Wednesday, October 13, 2010

Barf Bag

I know, an unappetizing title for this blog post. I actually have two reasons for it.

First, I've been rereading Louis Sachar's Holes, and there's a character named Barf Bag in it. I rarely reread books, but I enjoyed that one so much, I decided to give it a try, and it's nearly as good the second time around. Part of the reason I'm rereading it is to get a feel for how he put it together, as November is fast approaching, and November is NaNoWriMo.

That's the crazy acronym for National Novel Writing Month, where over 50,000 people try to write a novel of 50,000 words or more in a month. In 2008 I did it, too, and it was a wonderful feeling. In 2009 I only managed 35,000 words, but that was still a great feeling. I'm trying to decide if I should make a go of it in 2010. Will I have time with two little kids? Can I get a novel planned in a few weeks? I have one in mind, so we'll see. Do you want to give it a try with me? Please?

The second reason to mention barf bag is that we're on vacation.

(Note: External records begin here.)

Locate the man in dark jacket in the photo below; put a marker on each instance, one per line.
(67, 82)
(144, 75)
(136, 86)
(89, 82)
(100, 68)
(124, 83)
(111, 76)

Sounds bad, doesn't it? I'll explain.

I took the kids and traveled back to the Midwest to visit friends and family. Now that Desert Boy is toilet trained, it makes traveling easier. For the most part.

On the plane he had to pee. So I took him and Emma to the cramped little lavatory. Then he had to go again, but Emma was sound asleep in my arms, so I sent him back on his own. A mom was sitting next to the door, and bless her heart, she let him in and ignored everything that went on as he left the door open behind him.

We were in the final descent when Desert Boy informed me he had to pee again. I remembered back to a random thought I had had pre-travel, when I had decided to put him in a pull-up for the plane flight. But that random thought had fluttered away as quickly as it had fluttered in. He wasn't wearing a pull-up, he was wearing baseball underwear, with little absorbing power.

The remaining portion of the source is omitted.